Starting all components running the docker-compose
command below:
docker-compose up --remove-orphans --force-recreate --build
Check if all components are up and running. If so, fetch sample data and use psql
to ingest it on Postgres.
./download-demo-db.sh
PGPASSWORD=postgres psql -h 127.0.0.1 -U postgres < demo-small-en-20170815.sql
Now let's configure the first Connector responsible to capture all changes on Postgres server:
curl -X POST -H "content-type: application/json" -d @connector-postgres-source.json http://localhost:8083/connectors
Access Confluent Control Center on http://localhost:9021. You'll be able to see on Topics section a new topic named dev.bookings.flights
. In order to stream data from that topic to an ElasticSearch index, let's configure ElasticSearch Sink Connector:
curl -X POST -H "content-type: application/json" -d @connector-elasticsearch-sink-bookings-flights.json http://localhost:8083/connectors
By now, we have all components configure to ensure that any change on Postgres will reflect on ElasticSearch. First of all, verify how many rows we have on flights
table.
PGPASSWORD=postgres psql -h 127.0.0.1 -U postgres -d demo -c "select count(1) from flights;"
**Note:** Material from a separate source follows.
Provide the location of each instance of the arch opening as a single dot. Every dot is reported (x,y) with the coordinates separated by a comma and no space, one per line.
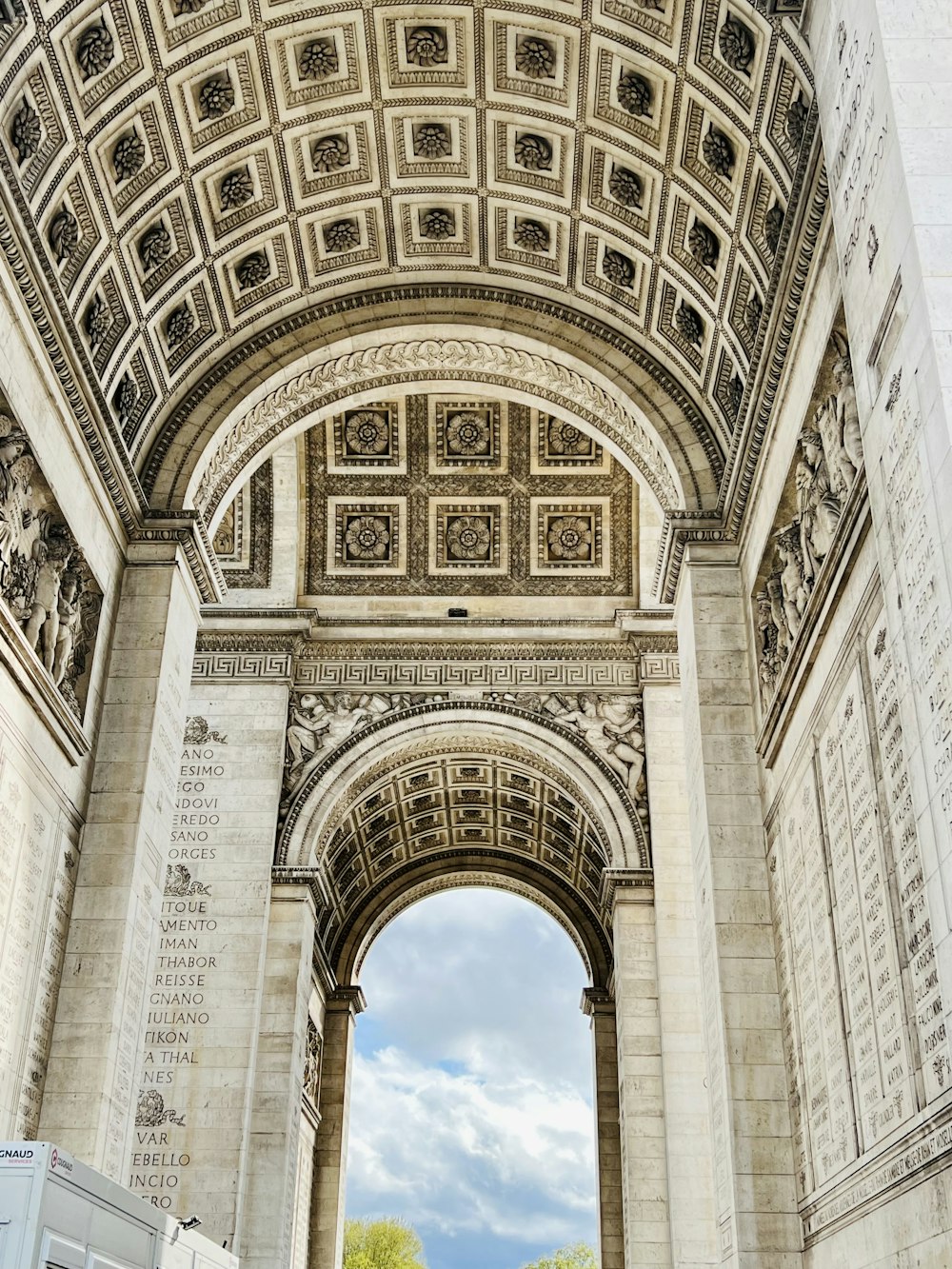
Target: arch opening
(472,1097)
If everything went well, we'll have same number of documents on ElasticSearch:
curl http://localhost:9200/dev.bookings.flights/_count
Run a search command to see some documents:
curl http://localhost:9200/dev.bookings.flights/_search
Check document with index 1
:
curl http://localhost:9200/dev.bookings.flights/_doc/1
Now we'll finally see the magic happens! Let's update the row with index 1
. Pay attention on the document on ElasticSearch before run the command below:
PGPASSWORD=postgres psql -h 127.0.0.1 -U postgres -d demo < 0-update-flight.sql
Run the previous curl
again to see the change. Finally, let's remove the same row we've changed:
PGPASSWORD=postgres psql -h 127.0.0.1 -U postgres -d demo < 1-remove-flight.sql
If you try to find the document with index 1
on ElasticSearch, hopefully it'll not be there!